Protesters were back on the streets of Detroit on Sunday, pushing against gentrification in the city as well as police brutality.

Marchers began at Pingree Park on East Canfield Street and continued through the surrounding neighborhoods where organizers said residents have seen mass displacements due to gentrification, evictions and foreclosures in a post-bankruptcy period. 

Organizers on Instagram also encouraged residents to join the Detroit City Council's Zoom meeting at 10 a.m. Tuesday to speak out against facial recognition software used in policing as well as to protest a tax break for a development that the Islandview community "overwhelmingly opposes."

Islandview is bound by Jefferson on the south, Mack to the north, Mt. Elliott to the west and Baldwin Street on the east. Developers have proposed a multi-unit development that residents said would make rents so unaffordable that they’d rather the property remain empty.

Leaders of the march opened comments to community members to speak out about gentrification, though no one stepped up to speak.

"We really want to encourage more people to come out everyday ... we're stronger in masses," said Allen Dennard, one of the organizers with Detroit Will Breathe. 

One woman and her friends traveled from New Mexico to join in the city's 59th day of protesting policing methods and systemic racism. 

Cherri Foytlin, 47, said she saw Facebook videos of a Detroit Will Breathe protest and decided she wanted to help. Foytlin and her friends have been to protests in St. Louis, Missouri; Memphis, Tennessee; and Louisville, Kentucky. 

"We're right in the middle of a civil rights movement and we want to support everywhere in anyway we can ... we call it the good trouble tour," Foytlin said. 

Whitney Ottenhoff and her son, Elias, 1 month old, at the Detroit Will Breathe march in Detroit on Sunday.
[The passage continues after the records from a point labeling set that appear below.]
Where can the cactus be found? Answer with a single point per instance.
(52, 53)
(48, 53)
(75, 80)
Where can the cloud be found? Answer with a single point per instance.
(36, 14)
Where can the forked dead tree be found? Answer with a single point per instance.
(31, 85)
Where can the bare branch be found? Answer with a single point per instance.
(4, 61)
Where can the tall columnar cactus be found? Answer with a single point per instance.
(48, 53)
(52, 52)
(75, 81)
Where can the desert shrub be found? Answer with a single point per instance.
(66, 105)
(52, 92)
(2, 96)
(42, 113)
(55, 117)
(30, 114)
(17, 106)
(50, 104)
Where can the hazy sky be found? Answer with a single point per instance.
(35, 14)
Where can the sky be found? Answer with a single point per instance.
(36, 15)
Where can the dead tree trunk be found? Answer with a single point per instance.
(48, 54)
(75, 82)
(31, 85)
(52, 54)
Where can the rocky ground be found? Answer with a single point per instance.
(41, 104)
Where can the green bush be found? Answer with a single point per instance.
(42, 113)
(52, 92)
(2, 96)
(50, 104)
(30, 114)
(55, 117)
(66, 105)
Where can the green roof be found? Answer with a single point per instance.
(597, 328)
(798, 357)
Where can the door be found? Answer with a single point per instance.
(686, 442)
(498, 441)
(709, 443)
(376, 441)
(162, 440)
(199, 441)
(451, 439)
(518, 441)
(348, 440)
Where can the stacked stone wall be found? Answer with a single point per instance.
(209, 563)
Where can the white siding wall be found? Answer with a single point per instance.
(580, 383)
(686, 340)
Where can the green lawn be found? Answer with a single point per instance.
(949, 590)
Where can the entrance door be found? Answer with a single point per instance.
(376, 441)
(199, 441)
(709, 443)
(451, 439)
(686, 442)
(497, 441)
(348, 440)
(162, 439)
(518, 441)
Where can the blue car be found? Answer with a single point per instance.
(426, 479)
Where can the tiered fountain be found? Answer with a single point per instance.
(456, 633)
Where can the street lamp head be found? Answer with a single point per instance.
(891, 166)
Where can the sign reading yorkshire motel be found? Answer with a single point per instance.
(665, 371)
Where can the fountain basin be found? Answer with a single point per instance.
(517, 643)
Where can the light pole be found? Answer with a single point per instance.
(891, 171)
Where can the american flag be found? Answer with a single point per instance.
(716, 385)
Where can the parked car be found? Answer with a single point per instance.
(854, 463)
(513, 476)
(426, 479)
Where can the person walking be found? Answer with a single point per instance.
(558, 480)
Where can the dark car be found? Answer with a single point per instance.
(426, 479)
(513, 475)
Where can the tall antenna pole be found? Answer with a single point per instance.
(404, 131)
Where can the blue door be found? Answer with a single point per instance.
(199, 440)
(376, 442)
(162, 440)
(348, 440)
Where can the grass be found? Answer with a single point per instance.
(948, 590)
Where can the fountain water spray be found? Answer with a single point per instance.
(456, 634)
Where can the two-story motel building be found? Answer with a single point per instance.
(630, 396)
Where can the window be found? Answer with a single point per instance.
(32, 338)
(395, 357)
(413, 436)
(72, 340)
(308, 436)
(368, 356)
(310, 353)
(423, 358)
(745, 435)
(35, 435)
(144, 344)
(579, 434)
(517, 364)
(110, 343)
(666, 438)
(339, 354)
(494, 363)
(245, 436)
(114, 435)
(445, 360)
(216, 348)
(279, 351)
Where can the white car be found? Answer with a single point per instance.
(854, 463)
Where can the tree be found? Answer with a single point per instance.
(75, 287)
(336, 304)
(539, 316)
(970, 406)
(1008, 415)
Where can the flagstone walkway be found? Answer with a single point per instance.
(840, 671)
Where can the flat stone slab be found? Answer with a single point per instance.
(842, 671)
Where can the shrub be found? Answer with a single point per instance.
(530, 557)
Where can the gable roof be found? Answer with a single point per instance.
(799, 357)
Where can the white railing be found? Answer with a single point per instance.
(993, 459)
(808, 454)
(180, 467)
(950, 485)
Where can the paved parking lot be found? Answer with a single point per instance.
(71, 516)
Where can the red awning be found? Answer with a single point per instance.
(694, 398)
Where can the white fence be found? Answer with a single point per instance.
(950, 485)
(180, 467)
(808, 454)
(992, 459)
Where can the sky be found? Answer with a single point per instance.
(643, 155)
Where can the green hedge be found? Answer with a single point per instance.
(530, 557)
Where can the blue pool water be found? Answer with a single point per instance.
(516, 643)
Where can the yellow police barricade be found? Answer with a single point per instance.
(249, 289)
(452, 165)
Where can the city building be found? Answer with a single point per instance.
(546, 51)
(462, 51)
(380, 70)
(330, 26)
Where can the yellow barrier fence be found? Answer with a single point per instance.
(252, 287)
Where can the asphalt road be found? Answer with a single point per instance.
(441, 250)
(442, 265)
Energy remained high during the 2 1/2-hour march, which moved through several residential blocks on the city's east side with participants chanting, "Come out of your houses and into the streets; no justice, no peace."

Residents came out on their porches as the march passed and showed support by chanting along, dancing and cheering. The protesters stopped at one point to chant with a family that had stopped their baby shower to join in. 

Other protesters who are a part of By Any Means Necessary, another activist organization, said another demonstration will be held 7 a.m. Monday at Renaissance High School on Outer Drive.